We watch the system to which we owe both our allegiance and our good fortune promulgate, across the globe, homogenised bad food, pornography, the adulation of cheap and inane celebrities, licentiousness, the objectification of women and a relentless, untrammelled, rapacious materialism. And so perhaps we think to ourselves, in quiet moments, 'Those Muslims . . maybe they have a point, you know? A little bit of self-denial, of discipline and dignity, might not be such a bad thing.'
And of course we resent the United States for its cultural hegemony and global domination — a domination that is based upon raw economics and military power, the very things that Islam disavows.

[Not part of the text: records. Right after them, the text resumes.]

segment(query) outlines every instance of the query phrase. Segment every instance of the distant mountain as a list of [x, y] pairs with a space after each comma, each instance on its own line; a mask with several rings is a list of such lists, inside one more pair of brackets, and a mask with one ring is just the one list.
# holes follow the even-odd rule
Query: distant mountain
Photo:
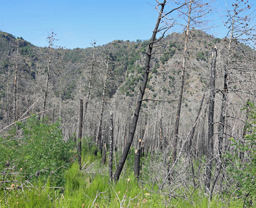
[[[178, 97], [180, 71], [184, 50], [184, 34], [173, 33], [155, 44], [151, 61], [151, 73], [145, 98], [176, 100]], [[47, 115], [54, 121], [61, 116], [65, 128], [64, 133], [70, 137], [76, 132], [78, 98], [85, 98], [88, 92], [93, 53], [95, 62], [93, 71], [91, 98], [89, 102], [85, 133], [93, 135], [97, 123], [104, 71], [109, 55], [109, 68], [104, 112], [107, 122], [109, 109], [115, 107], [116, 121], [123, 118], [129, 123], [134, 105], [143, 80], [146, 50], [150, 42], [136, 42], [115, 40], [106, 45], [73, 50], [38, 47], [13, 35], [0, 33], [0, 129], [14, 121], [13, 86], [15, 66], [17, 66], [18, 118], [31, 106], [31, 113], [42, 110], [46, 73], [51, 60], [49, 94]], [[211, 51], [218, 49], [216, 89], [223, 89], [223, 57], [225, 40], [216, 38], [200, 31], [191, 31], [185, 74], [185, 87], [182, 109], [181, 126], [186, 132], [198, 114], [202, 95], [207, 93]], [[56, 44], [58, 44], [57, 42]], [[234, 54], [252, 50], [237, 42]], [[224, 50], [224, 51], [223, 51]], [[239, 85], [230, 83], [238, 89]], [[237, 98], [231, 96], [235, 101]], [[246, 99], [246, 98], [244, 98]], [[221, 93], [216, 96], [216, 114], [220, 110]], [[243, 102], [237, 101], [240, 106]], [[159, 103], [147, 101], [143, 104], [141, 116], [144, 119], [158, 119], [156, 114], [166, 116], [163, 121], [165, 135], [171, 134], [176, 109], [175, 101]], [[161, 113], [160, 113], [161, 112]], [[150, 116], [150, 118], [147, 117]], [[141, 121], [142, 122], [142, 121]], [[127, 124], [128, 125], [128, 124]], [[147, 125], [149, 125], [147, 123]], [[129, 125], [127, 128], [129, 128]]]

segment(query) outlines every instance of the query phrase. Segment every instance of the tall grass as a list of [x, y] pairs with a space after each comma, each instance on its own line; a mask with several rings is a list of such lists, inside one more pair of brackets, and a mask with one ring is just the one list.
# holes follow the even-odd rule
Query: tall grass
[[33, 188], [0, 191], [0, 207], [243, 207], [241, 200], [224, 201], [218, 196], [209, 202], [199, 190], [186, 198], [170, 198], [157, 186], [142, 187], [131, 171], [111, 184], [100, 157], [83, 154], [83, 162], [82, 171], [77, 162], [66, 171], [64, 189], [51, 189], [54, 184], [49, 183], [42, 188], [38, 182]]

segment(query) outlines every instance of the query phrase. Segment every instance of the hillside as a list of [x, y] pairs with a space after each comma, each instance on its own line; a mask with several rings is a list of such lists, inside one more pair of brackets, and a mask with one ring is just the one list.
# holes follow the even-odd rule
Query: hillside
[[[183, 34], [173, 33], [167, 35], [154, 48], [151, 61], [151, 73], [149, 77], [145, 98], [175, 100], [178, 97], [179, 76], [183, 55]], [[17, 105], [19, 116], [38, 101], [30, 113], [42, 111], [42, 98], [45, 87], [49, 49], [39, 48], [22, 39], [1, 33], [1, 126], [13, 121], [13, 94], [15, 67], [18, 67], [17, 76]], [[19, 52], [17, 55], [17, 42], [19, 42]], [[187, 66], [185, 74], [184, 102], [182, 105], [182, 121], [184, 132], [191, 128], [199, 109], [200, 100], [207, 92], [209, 83], [211, 49], [216, 46], [219, 51], [223, 49], [224, 41], [215, 38], [200, 31], [192, 31], [188, 47]], [[56, 43], [57, 44], [57, 43]], [[78, 98], [86, 96], [91, 66], [93, 51], [95, 53], [97, 69], [93, 71], [92, 84], [92, 100], [90, 101], [90, 112], [92, 114], [89, 123], [97, 125], [97, 119], [93, 115], [99, 113], [103, 87], [104, 67], [109, 49], [110, 49], [111, 70], [107, 84], [107, 103], [115, 103], [118, 109], [122, 112], [127, 109], [127, 121], [129, 114], [137, 98], [140, 83], [143, 80], [145, 60], [145, 51], [148, 41], [137, 40], [137, 42], [115, 40], [104, 46], [95, 48], [76, 49], [73, 50], [56, 48], [51, 53], [51, 69], [49, 72], [49, 95], [47, 103], [47, 112], [50, 117], [56, 120], [61, 115], [63, 123], [72, 119], [76, 120]], [[240, 44], [241, 49], [246, 48]], [[247, 48], [248, 49], [248, 48]], [[221, 62], [221, 54], [218, 59]], [[17, 57], [16, 57], [17, 56]], [[216, 89], [222, 89], [223, 71], [221, 63], [217, 69]], [[120, 101], [123, 101], [121, 103]], [[217, 100], [218, 101], [218, 100]], [[157, 104], [159, 103], [159, 104]], [[121, 104], [121, 105], [118, 105]], [[242, 104], [242, 103], [241, 103]], [[113, 105], [113, 104], [112, 104]], [[175, 111], [176, 103], [157, 103], [148, 101], [143, 104], [143, 112], [157, 110], [160, 105], [169, 119], [170, 112]], [[122, 106], [123, 105], [123, 106]], [[61, 107], [60, 107], [61, 106]], [[122, 106], [122, 107], [121, 107]], [[106, 105], [106, 112], [109, 105]], [[162, 112], [163, 113], [163, 112]], [[153, 114], [154, 113], [152, 113]], [[105, 114], [105, 113], [104, 113]], [[117, 113], [118, 114], [118, 113]], [[9, 115], [9, 116], [8, 116]], [[153, 118], [155, 116], [153, 116]], [[18, 117], [19, 117], [18, 116]], [[168, 118], [166, 118], [166, 125]], [[191, 123], [192, 122], [192, 123]], [[74, 122], [71, 122], [74, 124]], [[74, 122], [75, 123], [75, 122]], [[74, 131], [74, 126], [67, 126]], [[186, 127], [186, 128], [185, 128]], [[93, 130], [88, 130], [86, 133], [93, 135]], [[170, 130], [166, 130], [167, 135]], [[170, 133], [170, 132], [169, 132]], [[70, 135], [72, 132], [70, 132]]]

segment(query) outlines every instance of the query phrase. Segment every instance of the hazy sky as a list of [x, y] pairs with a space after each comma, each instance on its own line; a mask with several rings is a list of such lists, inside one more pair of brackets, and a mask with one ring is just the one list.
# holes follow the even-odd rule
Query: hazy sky
[[[150, 39], [158, 16], [155, 0], [0, 1], [0, 29], [38, 46], [47, 46], [46, 37], [51, 30], [59, 39], [56, 44], [67, 49], [88, 47], [94, 40], [102, 45], [114, 40]], [[214, 24], [221, 21], [220, 8], [225, 9], [225, 1], [219, 1], [212, 15]], [[223, 28], [208, 33], [225, 35]]]

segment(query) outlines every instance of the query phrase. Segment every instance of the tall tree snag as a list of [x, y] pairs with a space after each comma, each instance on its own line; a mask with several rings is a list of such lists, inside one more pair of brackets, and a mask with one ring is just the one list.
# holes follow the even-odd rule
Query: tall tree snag
[[82, 146], [82, 129], [83, 129], [83, 99], [80, 99], [80, 109], [79, 109], [79, 123], [78, 129], [78, 138], [77, 138], [77, 157], [78, 164], [79, 168], [81, 168], [81, 146]]
[[154, 30], [153, 31], [152, 36], [150, 39], [150, 44], [148, 46], [147, 58], [146, 58], [146, 63], [145, 63], [145, 73], [144, 73], [143, 81], [143, 83], [141, 84], [141, 86], [140, 87], [140, 92], [139, 92], [139, 96], [138, 96], [138, 101], [137, 101], [137, 105], [136, 105], [135, 112], [134, 112], [134, 118], [133, 118], [132, 123], [131, 123], [131, 130], [130, 130], [129, 134], [129, 137], [128, 137], [128, 139], [126, 142], [126, 145], [125, 146], [124, 151], [122, 153], [120, 160], [119, 162], [119, 164], [118, 165], [118, 167], [117, 167], [115, 173], [115, 175], [114, 175], [115, 182], [117, 182], [119, 180], [119, 177], [120, 177], [120, 175], [121, 174], [122, 168], [125, 165], [125, 162], [126, 159], [128, 156], [129, 150], [130, 149], [131, 143], [134, 140], [135, 130], [136, 130], [136, 127], [137, 127], [137, 122], [138, 122], [138, 115], [140, 114], [142, 100], [143, 99], [145, 89], [146, 89], [146, 85], [147, 85], [147, 83], [148, 74], [150, 73], [150, 58], [151, 58], [151, 55], [152, 55], [152, 49], [153, 49], [153, 44], [154, 44], [154, 43], [155, 42], [155, 40], [156, 40], [156, 36], [157, 36], [157, 33], [158, 32], [158, 28], [159, 26], [161, 19], [162, 18], [163, 8], [164, 8], [166, 3], [166, 0], [163, 1], [163, 2], [162, 3], [159, 3], [159, 6], [161, 6], [161, 10], [159, 12], [159, 17], [158, 17], [158, 19], [157, 19], [156, 26], [154, 27]]
[[213, 166], [213, 152], [214, 152], [214, 101], [215, 101], [215, 76], [216, 76], [216, 63], [217, 59], [217, 49], [214, 47], [212, 51], [211, 67], [210, 77], [210, 96], [209, 105], [208, 116], [208, 148], [207, 148], [207, 162], [206, 166], [206, 181], [205, 186], [208, 190], [210, 190], [211, 168]]
[[113, 180], [113, 112], [110, 112], [109, 119], [109, 182], [112, 182]]

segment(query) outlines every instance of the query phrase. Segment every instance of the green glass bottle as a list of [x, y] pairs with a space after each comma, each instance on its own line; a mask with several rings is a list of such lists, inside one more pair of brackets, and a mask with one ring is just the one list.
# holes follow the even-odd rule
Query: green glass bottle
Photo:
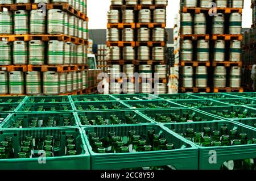
[[228, 127], [226, 126], [222, 126], [221, 127], [221, 131], [220, 131], [220, 136], [222, 135], [227, 135], [228, 134]]
[[122, 153], [129, 153], [128, 146], [120, 147], [120, 152]]
[[248, 141], [248, 137], [246, 133], [240, 133], [239, 138], [241, 140], [241, 145], [246, 145]]
[[52, 152], [51, 151], [46, 151], [45, 152], [46, 157], [52, 157]]
[[218, 131], [213, 131], [212, 133], [213, 141], [220, 140], [220, 132]]
[[76, 154], [76, 150], [69, 150], [68, 151], [68, 155], [75, 155]]
[[109, 146], [108, 147], [108, 153], [115, 153], [115, 143], [119, 140], [119, 136], [113, 136], [109, 140]]
[[9, 158], [10, 155], [8, 150], [8, 142], [3, 141], [1, 142], [1, 146], [3, 146], [5, 148], [5, 157], [6, 158]]
[[97, 153], [106, 153], [106, 149], [105, 148], [98, 148], [96, 150]]
[[220, 141], [214, 141], [212, 142], [212, 146], [221, 146], [221, 142]]
[[133, 137], [135, 135], [136, 132], [135, 131], [130, 131], [128, 133], [128, 145], [131, 145], [133, 144]]
[[6, 156], [5, 147], [0, 146], [0, 158], [1, 159], [6, 159], [8, 158]]
[[173, 144], [167, 144], [166, 145], [165, 149], [167, 150], [174, 150], [175, 149], [174, 145]]
[[[71, 147], [71, 146], [72, 146], [72, 147]], [[97, 149], [99, 148], [102, 148], [102, 146], [103, 146], [103, 143], [102, 142], [100, 142], [100, 141], [94, 142], [94, 145], [93, 145], [94, 151], [96, 152]], [[69, 150], [75, 150], [75, 144], [68, 145], [68, 146], [67, 146], [68, 151]]]
[[28, 150], [28, 157], [29, 158], [32, 158], [32, 153], [31, 153], [31, 142], [30, 141], [23, 141], [22, 142], [23, 143], [23, 146], [28, 146], [29, 148], [29, 150]]
[[139, 135], [133, 136], [133, 147], [131, 151], [129, 150], [130, 152], [135, 153], [137, 151], [139, 138], [140, 138]]
[[195, 132], [193, 136], [193, 142], [201, 144], [202, 142], [202, 136], [200, 132]]
[[237, 138], [237, 130], [230, 130], [229, 131], [229, 136], [231, 140], [234, 140]]
[[27, 153], [25, 152], [19, 152], [18, 153], [18, 158], [26, 158]]
[[204, 136], [209, 136], [210, 137], [210, 128], [205, 127], [204, 128]]
[[150, 151], [152, 150], [152, 146], [147, 145], [144, 145], [144, 151]]
[[9, 155], [9, 158], [14, 158], [14, 150], [13, 149], [13, 137], [10, 136], [6, 136], [5, 137], [5, 141], [8, 142], [8, 153]]
[[153, 145], [153, 140], [154, 134], [155, 134], [154, 130], [148, 130], [147, 131], [147, 142], [150, 145]]
[[210, 137], [209, 136], [203, 137], [203, 143], [201, 146], [208, 147], [210, 146]]
[[153, 150], [154, 151], [159, 149], [160, 137], [159, 134], [154, 134], [153, 136]]
[[192, 138], [194, 134], [193, 128], [188, 128], [186, 131], [186, 137]]
[[125, 143], [122, 141], [117, 141], [115, 142], [115, 152], [116, 153], [120, 153], [120, 148], [121, 146], [123, 146], [125, 145]]
[[221, 137], [221, 146], [230, 146], [231, 144], [229, 135], [226, 134], [222, 135]]
[[27, 146], [20, 146], [20, 151], [21, 152], [25, 152], [27, 154], [26, 157], [30, 158], [30, 148]]
[[138, 148], [138, 151], [143, 151], [144, 146], [146, 144], [146, 141], [145, 140], [139, 140]]
[[[241, 145], [240, 140], [233, 140], [232, 145]], [[243, 167], [243, 161], [241, 159], [234, 160], [234, 170], [241, 170]]]
[[159, 150], [164, 150], [166, 149], [166, 145], [167, 141], [166, 138], [159, 139]]

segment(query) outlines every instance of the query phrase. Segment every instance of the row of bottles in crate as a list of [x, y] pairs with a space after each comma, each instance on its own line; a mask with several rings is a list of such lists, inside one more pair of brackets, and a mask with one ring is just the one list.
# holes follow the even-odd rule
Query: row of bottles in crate
[[84, 14], [87, 14], [87, 0], [2, 0], [0, 5], [12, 5], [14, 3], [65, 3], [73, 9], [80, 11]]
[[[223, 62], [229, 60], [231, 62], [241, 61], [241, 41], [232, 40], [229, 43], [225, 40], [214, 41], [213, 51], [210, 51], [210, 41], [200, 40], [194, 42], [191, 40], [181, 40], [180, 60], [191, 61], [208, 61], [210, 54], [213, 54], [213, 61]], [[213, 53], [212, 53], [213, 52]], [[196, 56], [196, 57], [195, 57]]]
[[192, 14], [190, 13], [183, 13], [181, 16], [181, 35], [205, 35], [210, 33], [218, 35], [241, 33], [242, 14], [238, 12], [231, 13], [230, 17], [229, 17], [228, 20], [225, 20], [224, 14], [217, 13], [216, 16], [213, 16], [213, 22], [211, 24], [208, 22], [210, 19], [208, 18], [208, 15], [204, 13], [196, 14], [193, 15], [193, 18]]
[[[158, 78], [160, 79], [166, 78], [167, 75], [167, 65], [156, 65], [154, 67], [151, 65], [140, 65], [136, 66], [133, 64], [111, 65], [109, 66], [109, 76], [112, 79], [121, 78], [123, 77], [124, 73], [127, 78], [134, 77], [134, 73], [144, 74], [143, 78], [152, 79], [154, 77], [154, 74], [158, 74]], [[123, 74], [123, 75], [122, 75]], [[141, 74], [141, 75], [143, 75]], [[156, 78], [156, 77], [155, 77]]]
[[152, 31], [147, 28], [141, 28], [135, 31], [132, 28], [119, 30], [116, 28], [108, 29], [107, 41], [164, 41], [166, 40], [166, 30], [162, 28], [155, 28]]
[[0, 34], [64, 34], [88, 38], [88, 22], [61, 10], [0, 12]]
[[[46, 45], [47, 44], [47, 45]], [[87, 63], [87, 45], [58, 40], [0, 41], [0, 65], [69, 65]], [[47, 54], [47, 57], [46, 57]]]
[[[137, 86], [135, 86], [137, 84]], [[167, 83], [151, 82], [110, 82], [109, 84], [109, 94], [134, 94], [137, 93], [163, 94], [167, 92]], [[138, 107], [139, 108], [139, 107]]]
[[[27, 135], [20, 141], [18, 145], [15, 145], [13, 137], [6, 136], [5, 141], [0, 142], [0, 158], [30, 158], [40, 155], [40, 150], [43, 150], [46, 157], [77, 154], [76, 141], [72, 134], [66, 135], [65, 141], [56, 139], [52, 135], [43, 138], [34, 138]], [[18, 146], [16, 147], [16, 146]], [[60, 155], [59, 148], [64, 148]]]
[[[138, 14], [138, 20], [137, 19]], [[109, 23], [166, 23], [166, 10], [155, 9], [154, 10], [143, 9], [138, 11], [125, 10], [118, 11], [110, 10], [108, 12], [108, 22]]]
[[[244, 0], [215, 0], [217, 7], [243, 8]], [[182, 0], [181, 7], [211, 8], [210, 3], [213, 0]]]
[[[194, 87], [193, 80], [195, 80], [196, 87], [205, 88], [208, 87], [208, 69], [205, 66], [199, 66], [196, 68], [195, 74], [192, 66], [185, 66], [182, 68], [183, 87], [191, 88]], [[227, 70], [225, 66], [217, 66], [214, 70], [213, 86], [216, 88], [239, 88], [241, 87], [241, 69], [239, 67], [231, 68], [229, 76], [228, 76]], [[194, 78], [194, 77], [195, 78]], [[228, 81], [229, 80], [229, 81]], [[227, 83], [229, 85], [227, 86]]]
[[111, 0], [112, 5], [167, 5], [167, 0]]
[[0, 94], [50, 95], [72, 92], [97, 86], [98, 73], [96, 70], [67, 73], [0, 71]]
[[150, 48], [141, 46], [138, 48], [132, 47], [110, 47], [107, 52], [107, 59], [109, 60], [165, 60], [165, 48], [155, 47]]

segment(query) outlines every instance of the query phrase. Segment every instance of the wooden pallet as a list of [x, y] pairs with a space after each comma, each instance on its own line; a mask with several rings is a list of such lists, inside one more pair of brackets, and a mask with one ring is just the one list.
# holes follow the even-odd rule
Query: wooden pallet
[[[210, 10], [209, 8], [202, 8], [202, 7], [183, 7], [182, 11], [183, 13], [191, 13], [191, 14], [199, 14], [199, 13], [207, 13]], [[217, 12], [218, 13], [225, 13], [230, 14], [233, 12], [238, 12], [241, 14], [243, 9], [241, 8], [217, 8]]]
[[230, 61], [225, 61], [225, 62], [217, 62], [213, 61], [212, 66], [213, 67], [217, 66], [224, 66], [225, 67], [230, 67], [230, 66], [238, 66], [242, 67], [242, 62], [230, 62]]
[[[40, 3], [18, 3], [11, 5], [0, 5], [0, 11], [2, 11], [3, 8], [8, 9], [9, 11], [17, 10], [37, 10], [43, 7]], [[75, 9], [70, 6], [68, 3], [53, 3], [46, 4], [46, 10], [60, 9], [69, 13], [71, 15], [77, 16], [84, 20], [88, 21], [88, 18], [85, 14], [80, 11]]]
[[180, 35], [181, 40], [209, 40], [209, 35]]
[[181, 61], [180, 63], [180, 66], [192, 66], [195, 67], [197, 67], [200, 65], [206, 66], [209, 67], [210, 65], [210, 61], [207, 62], [197, 62], [197, 61]]
[[166, 23], [136, 23], [136, 27], [137, 28], [162, 28], [166, 27]]
[[199, 87], [191, 87], [191, 88], [185, 88], [181, 87], [181, 92], [191, 92], [193, 93], [199, 93], [199, 92], [207, 92], [209, 93], [210, 92], [210, 87], [205, 87], [205, 88], [199, 88]]
[[48, 41], [50, 40], [59, 40], [72, 42], [76, 44], [88, 45], [86, 40], [79, 39], [77, 37], [65, 35], [1, 35], [0, 41], [30, 41], [33, 40]]
[[253, 69], [253, 65], [244, 65], [244, 64], [243, 64], [242, 68], [244, 69], [251, 70]]
[[92, 94], [94, 92], [98, 92], [98, 86], [87, 88], [86, 89], [80, 91], [80, 92], [78, 92], [77, 94]]
[[110, 7], [110, 10], [138, 10], [137, 5], [111, 5]]
[[213, 40], [223, 40], [225, 41], [243, 40], [242, 35], [213, 35], [212, 37]]
[[107, 27], [108, 28], [118, 28], [118, 29], [123, 29], [123, 28], [132, 28], [135, 29], [136, 27], [135, 23], [108, 23]]
[[178, 53], [180, 50], [180, 48], [179, 48], [175, 50], [174, 52], [174, 54], [176, 54], [177, 53]]
[[126, 65], [126, 64], [133, 64], [136, 65], [136, 60], [108, 60], [108, 65]]
[[164, 60], [137, 60], [136, 61], [136, 65], [164, 65], [166, 64], [166, 62], [164, 62]]
[[38, 71], [41, 72], [46, 71], [56, 71], [59, 73], [64, 73], [68, 71], [77, 71], [77, 65], [28, 65], [28, 71]]
[[243, 92], [243, 88], [231, 88], [231, 87], [225, 87], [225, 88], [213, 88], [213, 92], [214, 93], [218, 92]]
[[3, 11], [3, 8], [7, 9], [9, 11], [17, 10], [31, 10], [31, 4], [30, 3], [17, 3], [17, 4], [4, 4], [0, 5], [0, 11]]
[[[155, 79], [154, 78], [151, 78], [151, 79], [144, 79], [145, 80], [146, 80], [147, 81], [151, 81], [152, 82], [155, 82]], [[167, 78], [159, 78], [158, 79], [158, 83], [167, 83]], [[140, 77], [138, 82], [139, 83], [141, 83], [142, 82], [142, 78]]]
[[0, 70], [1, 71], [20, 71], [26, 72], [27, 71], [28, 68], [27, 65], [0, 65]]
[[136, 47], [147, 46], [147, 47], [164, 47], [165, 41], [136, 41]]
[[117, 46], [119, 47], [134, 47], [135, 46], [135, 41], [107, 41], [107, 46], [108, 47], [113, 47]]
[[166, 9], [167, 5], [138, 5], [138, 10], [142, 9], [149, 9], [149, 10], [155, 10], [155, 9]]

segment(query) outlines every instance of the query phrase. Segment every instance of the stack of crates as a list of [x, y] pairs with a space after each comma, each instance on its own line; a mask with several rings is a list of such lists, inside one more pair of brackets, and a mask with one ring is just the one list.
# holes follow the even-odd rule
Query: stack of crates
[[[3, 158], [1, 148], [0, 167], [253, 170], [255, 102], [255, 92], [2, 98], [0, 142], [9, 141], [13, 150]], [[172, 149], [153, 144], [144, 147], [146, 153], [138, 151], [130, 146], [131, 133], [147, 144], [152, 144], [150, 134], [159, 134], [159, 141]], [[103, 141], [113, 134], [127, 153], [115, 153], [118, 149], [106, 142], [100, 149], [93, 144], [97, 137]], [[31, 154], [20, 153], [26, 140], [33, 143]], [[54, 144], [47, 147], [46, 140]]]
[[242, 69], [242, 85], [247, 91], [255, 90], [255, 85], [254, 83], [255, 79], [251, 78], [253, 71], [253, 66], [255, 64], [254, 56], [256, 48], [255, 44], [256, 32], [256, 4], [254, 0], [251, 0], [251, 7], [253, 9], [253, 24], [251, 28], [243, 32], [243, 66]]
[[97, 53], [97, 67], [104, 72], [108, 72], [107, 52], [108, 49], [106, 45], [98, 45]]
[[86, 0], [1, 1], [0, 95], [84, 92], [86, 6]]
[[[152, 93], [150, 82], [154, 83], [154, 73], [159, 74], [159, 83], [154, 83], [156, 90], [159, 88], [156, 91], [167, 92], [167, 6], [166, 0], [112, 1], [107, 35], [109, 73], [114, 71], [110, 78], [111, 94]], [[135, 79], [135, 73], [144, 73], [148, 82], [144, 82], [142, 76]], [[135, 84], [139, 90], [135, 90]]]
[[[203, 0], [181, 1], [181, 92], [243, 91], [241, 75], [243, 1], [217, 1], [213, 3], [211, 6], [209, 1]], [[216, 13], [212, 6], [216, 6]]]

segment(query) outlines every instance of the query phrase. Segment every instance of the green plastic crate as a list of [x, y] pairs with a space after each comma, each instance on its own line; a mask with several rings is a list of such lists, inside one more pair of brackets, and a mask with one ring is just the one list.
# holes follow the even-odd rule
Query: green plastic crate
[[[23, 103], [20, 104], [17, 108], [17, 112], [41, 112], [38, 111], [39, 106], [43, 106], [44, 111], [42, 112], [64, 112], [73, 111], [73, 107], [71, 103]], [[64, 110], [63, 107], [67, 106], [68, 110]], [[31, 110], [25, 111], [25, 108], [28, 107], [31, 107]], [[51, 111], [51, 107], [55, 107], [55, 111]]]
[[0, 104], [0, 107], [2, 107], [3, 110], [0, 110], [0, 113], [13, 113], [15, 112], [18, 108], [20, 104], [10, 103], [10, 104]]
[[[225, 104], [234, 106], [244, 106], [252, 104], [256, 104], [256, 100], [253, 99], [246, 98], [237, 98], [237, 99], [214, 99], [216, 101], [218, 101]], [[238, 102], [239, 103], [237, 103]]]
[[256, 98], [256, 92], [241, 92], [241, 93], [233, 92], [233, 93], [225, 93], [225, 94], [246, 98]]
[[[110, 110], [114, 110], [113, 108], [113, 104], [117, 104], [117, 105], [121, 106], [121, 110], [127, 110], [130, 109], [130, 108], [123, 104], [121, 102], [119, 102], [118, 101], [107, 101], [107, 102], [76, 102], [72, 103], [75, 110], [76, 111], [110, 111]], [[98, 108], [98, 110], [89, 110], [89, 106], [92, 105], [93, 106], [96, 108]], [[108, 110], [101, 110], [101, 105], [105, 105], [106, 106], [108, 109]], [[82, 110], [79, 110], [77, 109], [77, 106], [82, 106]]]
[[2, 120], [0, 120], [0, 125], [6, 121], [10, 115], [11, 114], [9, 113], [0, 113], [0, 118], [3, 119]]
[[25, 96], [1, 96], [0, 104], [20, 103], [25, 98]]
[[[76, 121], [75, 116], [75, 113], [72, 112], [58, 112], [58, 113], [13, 113], [8, 117], [2, 124], [0, 124], [0, 127], [5, 128], [13, 129], [13, 124], [18, 118], [23, 118], [23, 123], [22, 124], [22, 128], [26, 128], [29, 127], [30, 123], [33, 117], [38, 117], [38, 120], [47, 120], [48, 117], [52, 117], [56, 120], [56, 127], [64, 127], [64, 117], [67, 116], [69, 118], [71, 121], [71, 126], [72, 127], [79, 127], [78, 122]], [[55, 127], [55, 128], [56, 128]], [[40, 127], [35, 128], [34, 129], [52, 129], [52, 128], [47, 127]]]
[[[221, 112], [223, 110], [228, 110], [229, 111], [234, 111], [236, 108], [242, 108], [243, 110], [247, 110], [249, 114], [252, 113], [256, 113], [256, 110], [253, 108], [250, 108], [249, 107], [246, 107], [245, 106], [220, 106], [220, 107], [197, 107], [196, 108], [194, 108], [197, 110], [200, 110], [201, 111], [203, 111], [205, 113], [212, 115], [211, 113], [211, 111], [220, 111]], [[215, 116], [220, 117], [222, 119], [230, 119], [230, 118], [225, 118], [220, 117], [217, 115], [214, 115]], [[246, 119], [246, 118], [245, 118]]]
[[249, 108], [250, 108], [251, 109], [256, 109], [256, 105], [255, 104], [253, 104], [253, 105], [248, 104], [248, 105], [245, 105], [244, 106], [249, 107]]
[[[110, 95], [71, 95], [70, 98], [72, 102], [108, 101], [115, 100]], [[97, 100], [95, 100], [95, 99]]]
[[236, 96], [226, 94], [224, 93], [193, 94], [192, 95], [202, 99], [232, 99], [237, 98]]
[[166, 100], [196, 99], [198, 97], [189, 94], [159, 94], [159, 98]]
[[[154, 94], [116, 94], [112, 95], [117, 100], [145, 100], [159, 99]], [[134, 99], [136, 98], [138, 99]], [[127, 98], [127, 99], [126, 99]], [[129, 100], [130, 99], [130, 100]]]
[[[188, 107], [225, 106], [229, 105], [228, 104], [225, 104], [224, 103], [216, 102], [213, 100], [207, 100], [207, 99], [178, 100], [172, 100], [172, 102]], [[196, 105], [193, 104], [196, 103]], [[198, 104], [201, 104], [202, 106], [197, 106]], [[207, 104], [207, 105], [209, 105], [209, 104], [212, 104], [212, 106], [204, 106], [204, 104]]]
[[[175, 104], [167, 100], [140, 100], [140, 101], [123, 101], [123, 103], [129, 106], [131, 108], [135, 110], [140, 110], [141, 108], [138, 108], [136, 107], [136, 105], [137, 104], [141, 104], [141, 105], [143, 105], [147, 106], [148, 109], [151, 109], [148, 107], [148, 104], [154, 104], [156, 105], [157, 106], [159, 106], [160, 103], [164, 103], [164, 104], [167, 104], [168, 107], [159, 107], [158, 109], [170, 109], [171, 108], [176, 108], [176, 107], [184, 107], [183, 106]], [[144, 110], [145, 108], [142, 108]]]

Let's be clear: this affiliation with Islam that we may feel, albeit secretly, is a very different one from that which seems to afflict growing numbers of our aristocracy, superannuated members of which are queuing up at the mosques to convert to the hijab. Prince Charles may pay obeisance to the mullahs because he mourns the lack of spirituality and the surfeit of materialism in our society, but for most of us spirituality is not the real issue. The real issue is political, not spiritual.
To counter the moral force of Islam we have in our armoury only two things: wealth — for Islam, and especially radical Islam, thrives on poverty, much as communism did — and the notions of pluralism and tolerance. We have more money because, despite our sometimes grave misgivings and our distaste, capitalism works. And capitalism does not force us to eat bad food and immerse ourselves in pornography; it simply affords us the choice to be able to do so.
And we are tolerant and pluralistic because, being capitalists, we believe that an antithetical ideology can take its place in the market and compete on an intellectual level with our own, and most probably lose. And all that Islam has to counter this notion is, for the most part, a dumb authoritarianism and the denial of choice. Democracy and Islam have not been happy bedfellows and I doubt very much that they ever will be.
Which is why Abu Hamza should not be kicked out of the country, which is why the Muslim schools should not be closed down. Which is why, in the end, we should afford Islamicists, even those who will not rest until the green flag is flying over Westminster, the same access to our airwaves and the same degree of respect we afford to those who think Michael Howard should be the prime minister or those who think Tony Blair usually tells the truth. We raise our flag and stand behind it — let the market decide.